Nov. 28, 1975: Bailly Home Pact Awarded

Originally published in The Vidette-Messenger of Porter County on November 28, 1975.

Bailly Home Pact Awarded


Contract for more than $162,000 was awarded today to an Indiana firm for the restoration of the historic Bailly Homestead on Howe Road in the Indiana Dunes National Lakeshore.

Rainbow Construction Co., Inc., Geneva was successful bidder on the project with a proposal of $162,217, according to a spokesman for Indiana Sen. Vance Hartke, who was notified on the decision of the National Park Service.

A pre-construction meeting with Lakeshore personnel, park service representatives and the construction firm will be held Dec. 16 at the national park near Chesterton to finalize plans for the renovation.

Included in the contract will be restoration to various historical stages of the Bailly residence and four other buildings on the homestead property along the Little Calumet River between U.S. 20 and U.S. 12. 

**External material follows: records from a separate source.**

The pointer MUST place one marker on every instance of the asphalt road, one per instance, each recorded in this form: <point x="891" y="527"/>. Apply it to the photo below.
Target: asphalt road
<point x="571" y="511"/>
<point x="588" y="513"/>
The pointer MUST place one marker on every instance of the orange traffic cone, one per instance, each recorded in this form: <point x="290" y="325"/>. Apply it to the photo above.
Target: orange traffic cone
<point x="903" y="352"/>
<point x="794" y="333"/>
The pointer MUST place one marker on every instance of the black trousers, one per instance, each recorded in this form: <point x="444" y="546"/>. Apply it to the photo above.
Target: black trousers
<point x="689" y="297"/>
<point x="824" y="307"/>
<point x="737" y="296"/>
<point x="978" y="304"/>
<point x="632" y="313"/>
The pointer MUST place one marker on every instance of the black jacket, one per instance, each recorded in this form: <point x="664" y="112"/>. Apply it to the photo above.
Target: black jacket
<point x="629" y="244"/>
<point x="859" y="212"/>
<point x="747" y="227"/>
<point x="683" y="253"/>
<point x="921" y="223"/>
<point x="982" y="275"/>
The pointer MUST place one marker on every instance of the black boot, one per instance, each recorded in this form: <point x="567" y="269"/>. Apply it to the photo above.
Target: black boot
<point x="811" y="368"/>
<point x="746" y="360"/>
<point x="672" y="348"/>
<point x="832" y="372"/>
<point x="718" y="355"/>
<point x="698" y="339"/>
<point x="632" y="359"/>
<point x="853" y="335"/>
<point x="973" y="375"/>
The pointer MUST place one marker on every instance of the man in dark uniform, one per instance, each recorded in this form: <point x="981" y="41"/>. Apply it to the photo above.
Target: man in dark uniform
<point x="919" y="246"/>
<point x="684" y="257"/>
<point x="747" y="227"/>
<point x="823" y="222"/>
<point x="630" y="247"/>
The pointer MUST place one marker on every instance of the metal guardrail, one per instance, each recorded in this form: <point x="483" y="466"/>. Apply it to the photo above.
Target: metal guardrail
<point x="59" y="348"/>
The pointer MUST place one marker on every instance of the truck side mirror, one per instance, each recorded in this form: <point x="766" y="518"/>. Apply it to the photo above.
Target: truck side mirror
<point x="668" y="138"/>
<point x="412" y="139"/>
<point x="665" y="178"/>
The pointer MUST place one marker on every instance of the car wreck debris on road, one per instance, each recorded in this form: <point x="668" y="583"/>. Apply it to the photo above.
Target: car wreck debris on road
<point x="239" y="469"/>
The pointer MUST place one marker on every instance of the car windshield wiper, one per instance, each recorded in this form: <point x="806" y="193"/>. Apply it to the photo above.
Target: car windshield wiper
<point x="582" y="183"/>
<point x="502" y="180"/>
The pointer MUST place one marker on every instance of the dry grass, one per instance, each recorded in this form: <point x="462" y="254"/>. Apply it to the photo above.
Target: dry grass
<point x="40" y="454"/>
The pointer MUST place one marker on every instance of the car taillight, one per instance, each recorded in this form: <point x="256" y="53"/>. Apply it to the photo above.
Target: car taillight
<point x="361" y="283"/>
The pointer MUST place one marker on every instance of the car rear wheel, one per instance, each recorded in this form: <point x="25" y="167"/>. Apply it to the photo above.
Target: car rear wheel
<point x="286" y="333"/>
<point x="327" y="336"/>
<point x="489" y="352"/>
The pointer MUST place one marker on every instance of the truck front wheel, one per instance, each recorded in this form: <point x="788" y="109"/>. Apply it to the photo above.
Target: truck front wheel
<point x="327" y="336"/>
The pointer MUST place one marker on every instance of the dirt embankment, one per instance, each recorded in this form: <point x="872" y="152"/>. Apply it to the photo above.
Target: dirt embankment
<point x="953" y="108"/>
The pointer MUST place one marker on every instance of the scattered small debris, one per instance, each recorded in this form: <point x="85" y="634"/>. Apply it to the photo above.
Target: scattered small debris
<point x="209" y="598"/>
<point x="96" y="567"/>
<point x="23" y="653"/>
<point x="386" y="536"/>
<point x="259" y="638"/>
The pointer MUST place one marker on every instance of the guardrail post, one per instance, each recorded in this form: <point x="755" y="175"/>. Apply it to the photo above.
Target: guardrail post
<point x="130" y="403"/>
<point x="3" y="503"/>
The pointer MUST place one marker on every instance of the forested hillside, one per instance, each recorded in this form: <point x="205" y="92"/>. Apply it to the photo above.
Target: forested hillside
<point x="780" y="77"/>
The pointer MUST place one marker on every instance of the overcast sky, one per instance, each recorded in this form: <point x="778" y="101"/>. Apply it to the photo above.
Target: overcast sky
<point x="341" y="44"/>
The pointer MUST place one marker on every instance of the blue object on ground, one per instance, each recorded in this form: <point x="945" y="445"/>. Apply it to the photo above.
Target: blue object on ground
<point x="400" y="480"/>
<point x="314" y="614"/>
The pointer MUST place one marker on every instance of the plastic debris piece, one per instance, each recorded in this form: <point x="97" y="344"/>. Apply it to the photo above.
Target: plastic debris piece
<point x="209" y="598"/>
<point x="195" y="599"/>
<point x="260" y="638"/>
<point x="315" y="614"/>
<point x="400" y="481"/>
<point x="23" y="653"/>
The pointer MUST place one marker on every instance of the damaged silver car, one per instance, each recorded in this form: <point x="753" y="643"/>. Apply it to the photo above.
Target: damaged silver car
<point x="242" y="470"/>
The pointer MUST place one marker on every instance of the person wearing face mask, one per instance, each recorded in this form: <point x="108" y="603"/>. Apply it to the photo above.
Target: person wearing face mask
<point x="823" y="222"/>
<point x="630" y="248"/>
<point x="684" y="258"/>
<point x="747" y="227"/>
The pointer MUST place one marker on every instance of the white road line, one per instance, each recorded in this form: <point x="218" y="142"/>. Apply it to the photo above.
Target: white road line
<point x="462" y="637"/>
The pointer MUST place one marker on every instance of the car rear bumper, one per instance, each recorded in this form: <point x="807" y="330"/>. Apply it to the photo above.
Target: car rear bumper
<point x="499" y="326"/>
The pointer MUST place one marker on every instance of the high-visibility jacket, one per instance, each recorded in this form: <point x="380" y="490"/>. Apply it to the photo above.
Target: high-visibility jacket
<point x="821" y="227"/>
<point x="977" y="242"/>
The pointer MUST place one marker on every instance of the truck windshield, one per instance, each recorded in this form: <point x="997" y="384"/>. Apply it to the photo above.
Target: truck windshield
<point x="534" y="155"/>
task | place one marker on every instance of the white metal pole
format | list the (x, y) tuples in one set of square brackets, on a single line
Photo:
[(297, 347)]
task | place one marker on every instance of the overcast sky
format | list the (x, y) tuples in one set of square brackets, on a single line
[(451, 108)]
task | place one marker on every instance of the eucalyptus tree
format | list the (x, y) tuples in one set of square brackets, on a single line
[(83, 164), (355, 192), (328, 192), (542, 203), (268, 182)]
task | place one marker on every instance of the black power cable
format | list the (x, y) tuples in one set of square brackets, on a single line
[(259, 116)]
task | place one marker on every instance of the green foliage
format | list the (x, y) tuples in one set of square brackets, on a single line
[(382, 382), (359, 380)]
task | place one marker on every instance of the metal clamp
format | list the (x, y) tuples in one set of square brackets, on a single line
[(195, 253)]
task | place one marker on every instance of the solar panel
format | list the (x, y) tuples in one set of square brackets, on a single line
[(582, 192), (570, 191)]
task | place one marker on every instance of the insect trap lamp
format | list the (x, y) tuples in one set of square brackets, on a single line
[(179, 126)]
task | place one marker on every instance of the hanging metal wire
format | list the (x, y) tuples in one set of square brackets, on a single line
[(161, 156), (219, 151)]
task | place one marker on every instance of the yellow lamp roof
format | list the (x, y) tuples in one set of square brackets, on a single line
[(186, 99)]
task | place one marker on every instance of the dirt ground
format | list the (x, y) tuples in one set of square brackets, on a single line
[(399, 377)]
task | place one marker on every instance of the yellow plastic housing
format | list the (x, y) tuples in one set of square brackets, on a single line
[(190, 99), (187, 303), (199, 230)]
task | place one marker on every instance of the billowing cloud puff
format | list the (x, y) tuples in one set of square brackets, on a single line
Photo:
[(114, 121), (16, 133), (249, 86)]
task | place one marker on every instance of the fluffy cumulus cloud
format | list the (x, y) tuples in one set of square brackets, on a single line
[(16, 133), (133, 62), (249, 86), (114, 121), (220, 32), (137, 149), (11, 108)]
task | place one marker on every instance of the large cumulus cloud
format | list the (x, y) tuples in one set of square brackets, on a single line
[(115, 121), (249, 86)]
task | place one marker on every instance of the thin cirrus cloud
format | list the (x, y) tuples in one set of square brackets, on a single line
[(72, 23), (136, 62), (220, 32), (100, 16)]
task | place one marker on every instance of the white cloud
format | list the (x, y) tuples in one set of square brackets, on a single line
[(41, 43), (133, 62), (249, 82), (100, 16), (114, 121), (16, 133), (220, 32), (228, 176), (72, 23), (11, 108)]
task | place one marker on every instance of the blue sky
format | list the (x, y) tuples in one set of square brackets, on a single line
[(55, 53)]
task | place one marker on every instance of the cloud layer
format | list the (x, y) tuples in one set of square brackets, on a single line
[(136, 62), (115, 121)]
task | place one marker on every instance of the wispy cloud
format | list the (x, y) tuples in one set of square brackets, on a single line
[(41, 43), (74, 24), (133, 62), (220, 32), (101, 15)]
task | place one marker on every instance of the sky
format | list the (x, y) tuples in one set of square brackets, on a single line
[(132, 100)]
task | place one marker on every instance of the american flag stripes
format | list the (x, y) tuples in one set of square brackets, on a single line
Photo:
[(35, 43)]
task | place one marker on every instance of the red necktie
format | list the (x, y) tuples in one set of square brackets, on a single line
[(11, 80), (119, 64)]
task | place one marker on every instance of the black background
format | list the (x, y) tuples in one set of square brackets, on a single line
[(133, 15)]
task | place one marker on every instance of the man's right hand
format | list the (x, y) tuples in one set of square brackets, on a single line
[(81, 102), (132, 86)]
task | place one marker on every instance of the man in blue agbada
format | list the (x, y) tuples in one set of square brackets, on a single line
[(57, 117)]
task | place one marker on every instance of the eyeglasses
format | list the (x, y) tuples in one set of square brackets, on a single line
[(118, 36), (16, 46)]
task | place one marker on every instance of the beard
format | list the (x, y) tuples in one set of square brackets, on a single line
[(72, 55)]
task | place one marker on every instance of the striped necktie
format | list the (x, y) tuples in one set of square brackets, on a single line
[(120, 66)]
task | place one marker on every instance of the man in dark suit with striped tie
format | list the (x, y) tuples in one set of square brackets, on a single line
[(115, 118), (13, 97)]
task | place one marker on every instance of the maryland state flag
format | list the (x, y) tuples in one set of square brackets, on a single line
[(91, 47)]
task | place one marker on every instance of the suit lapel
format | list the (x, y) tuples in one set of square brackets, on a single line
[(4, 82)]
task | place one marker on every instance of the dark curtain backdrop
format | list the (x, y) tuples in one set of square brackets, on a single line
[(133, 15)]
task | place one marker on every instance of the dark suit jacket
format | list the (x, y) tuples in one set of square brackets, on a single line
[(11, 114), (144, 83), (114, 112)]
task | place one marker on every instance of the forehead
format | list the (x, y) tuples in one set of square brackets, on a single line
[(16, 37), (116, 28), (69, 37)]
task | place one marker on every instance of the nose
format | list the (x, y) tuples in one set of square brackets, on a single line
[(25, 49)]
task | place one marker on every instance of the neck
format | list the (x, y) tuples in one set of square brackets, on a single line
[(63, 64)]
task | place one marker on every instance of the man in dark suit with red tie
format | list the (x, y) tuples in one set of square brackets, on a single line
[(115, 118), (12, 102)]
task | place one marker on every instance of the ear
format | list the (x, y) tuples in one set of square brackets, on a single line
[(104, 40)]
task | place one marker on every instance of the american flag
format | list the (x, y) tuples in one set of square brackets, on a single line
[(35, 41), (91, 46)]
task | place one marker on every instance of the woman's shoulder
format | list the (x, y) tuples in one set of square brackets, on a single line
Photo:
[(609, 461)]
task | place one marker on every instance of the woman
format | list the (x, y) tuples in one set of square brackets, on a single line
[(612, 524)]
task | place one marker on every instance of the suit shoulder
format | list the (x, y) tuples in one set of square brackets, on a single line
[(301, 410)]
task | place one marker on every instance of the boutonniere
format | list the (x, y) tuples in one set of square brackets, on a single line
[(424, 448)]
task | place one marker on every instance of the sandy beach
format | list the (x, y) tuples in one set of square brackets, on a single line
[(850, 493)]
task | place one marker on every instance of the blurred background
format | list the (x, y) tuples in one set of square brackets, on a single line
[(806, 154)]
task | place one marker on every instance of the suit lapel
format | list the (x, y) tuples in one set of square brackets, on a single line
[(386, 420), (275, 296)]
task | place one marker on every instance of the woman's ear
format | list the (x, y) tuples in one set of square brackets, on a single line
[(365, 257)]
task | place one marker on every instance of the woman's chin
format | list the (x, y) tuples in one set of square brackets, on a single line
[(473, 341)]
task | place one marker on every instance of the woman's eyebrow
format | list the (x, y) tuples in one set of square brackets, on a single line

Lakeshore Supt. J.R. Whitehouse said today the project also will include provisions for a trail of wood chips connecting the historical structures and several information exhibits concerning the area. The restoration will show the evolution of the site where the first white settlers of northern Indiana made their home.

At least one of the buildings will be restored to near its appearance in 1822. Others will be restored to appear as they would at various intervals to 1917 when the last of the Baillys, Frances Howe, sold the property.

The construction project will involve detailed work under the supervision of a historical engineer from the National Park Service, Whitehouse said. Foundations will be strengthened and bricks and logs will be replaced.

Work is expected to continue into next August. The site includes the family residence, built in about 1833 around the walls of a log house that was built there first.

Other structures include a brick house built around the turn of the century to accommodate a visiting bishop, a small log cabin used as a chapel, servants’ quarters and a storehouse on the west side of the road.

The area was first settled by Joseph Bailly, who set up a trading post. Before his death, in 1835, Bailly had acquired about 2,200 acres of land in Lake and Porter counties. He once mapped out streets and lots on nearby tract in an unsuccessful bid to develop a town that was to have been called Bailly.